You can even join me in setting a theme for the summer. I might need to workshop mine a little, but right now it’s “The Summer of Ease and Abundance and Enjoyment and Maximalism and the Kind of Rest and Spaciousness I Haven’t Experienced in a Summer Since About 1995.”

However you choose to celebrate, enjoy the light today. Happy solstice, friends!

Welcome, Fall

It’s the Autumnal Equinox today and I, for one, am ready for this Autumn of Ease & Abundance. And I think it’s off to a great start–look at these glucose numbers for Toby on his increased insulin dose this week!

(For reference, he was averaging between 300 – 450 for numbers on the lower dose.) He’s already SO much sassier–I think he’s ready for the Summer of Struggle to be over, too.

So yes, happy fall! Don’t forget to be pagan about it in between checking your cat’s blood sugar.

Here Comes The Sun

The Vernal Equinox was Sunday, which means we’re finally in the half of the year where the nights aren’t longer than the days. We did it. It’s all right.

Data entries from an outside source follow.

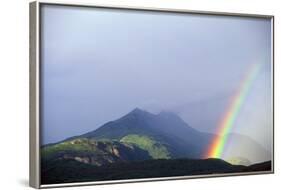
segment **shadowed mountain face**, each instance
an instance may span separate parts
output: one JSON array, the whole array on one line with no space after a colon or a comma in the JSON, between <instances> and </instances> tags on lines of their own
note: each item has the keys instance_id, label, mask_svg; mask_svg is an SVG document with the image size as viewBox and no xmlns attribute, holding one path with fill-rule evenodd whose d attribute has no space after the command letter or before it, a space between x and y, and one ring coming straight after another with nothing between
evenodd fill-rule
<instances>
[{"instance_id":1,"label":"shadowed mountain face","mask_svg":"<svg viewBox=\"0 0 281 190\"><path fill-rule=\"evenodd\" d=\"M172 158L202 157L213 137L191 128L173 113L161 112L155 115L136 108L122 118L78 138L121 140L132 134L154 139L168 149Z\"/></svg>"},{"instance_id":2,"label":"shadowed mountain face","mask_svg":"<svg viewBox=\"0 0 281 190\"><path fill-rule=\"evenodd\" d=\"M134 109L94 131L42 146L41 180L48 184L270 170L270 162L245 166L257 160L252 152L254 156L267 152L238 134L231 134L230 140L244 143L243 148L239 152L232 144L237 151L231 152L230 147L226 152L230 157L227 161L234 165L220 159L202 159L213 138L173 113Z\"/></svg>"}]
</instances>

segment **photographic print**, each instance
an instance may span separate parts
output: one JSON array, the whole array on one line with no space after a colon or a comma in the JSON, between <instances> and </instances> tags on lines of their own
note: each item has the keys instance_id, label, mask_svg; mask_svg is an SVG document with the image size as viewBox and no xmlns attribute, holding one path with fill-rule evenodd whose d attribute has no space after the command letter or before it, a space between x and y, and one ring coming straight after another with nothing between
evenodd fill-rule
<instances>
[{"instance_id":1,"label":"photographic print","mask_svg":"<svg viewBox=\"0 0 281 190\"><path fill-rule=\"evenodd\" d=\"M273 171L272 18L40 6L40 182Z\"/></svg>"}]
</instances>

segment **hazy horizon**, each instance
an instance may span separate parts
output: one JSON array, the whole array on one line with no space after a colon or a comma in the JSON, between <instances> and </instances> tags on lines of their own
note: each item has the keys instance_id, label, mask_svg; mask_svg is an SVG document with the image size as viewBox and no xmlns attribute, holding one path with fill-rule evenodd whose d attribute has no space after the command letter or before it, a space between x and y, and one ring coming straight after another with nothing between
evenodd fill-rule
<instances>
[{"instance_id":1,"label":"hazy horizon","mask_svg":"<svg viewBox=\"0 0 281 190\"><path fill-rule=\"evenodd\" d=\"M271 151L270 19L44 5L42 23L42 144L136 107L216 133L257 63L231 132Z\"/></svg>"}]
</instances>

(Really loving NINA’s covers lately–check out this one too.)

Happy Solstice

(Art by Gottess on Instagram)

We made it to the darkest day, which means it’s only going to get lighter from here. Light a candle, build Stonehenge, read this bit from the Modern Women newsletter:

This is a time to pause and to catch up to yourself, wherever you may be. Without judgment. With acceptance. With third-eye sight, sharpened by the stillness.

See in the dark, feel into all the messages the emptiness brings.
Gather up all the repeated complaints and yearnings, throw them all in the fire that needs to burn up this year. Make a promise to do something different, as soon as you’ve rested and restored, as much as you can.

Next year at this time, you’ll be someone different.

Happy Summer Solstice

We started going to Great Salt Lake for sunset on the solstice when I was in high school, I think, and it’s become a pretty solid tradition. It’s where Doc met my brother and his family for the first time; Mom even made it out there when she was in the depths of chemo.

Not getting Seasonal Affective Disorder because of my meds has really made the Summer Solstice feel less poignant and panicky (things are less panicky now in general, thank you meds) but it still feels right to stop for a second and enjoy the heat and the light and watch the sun go down.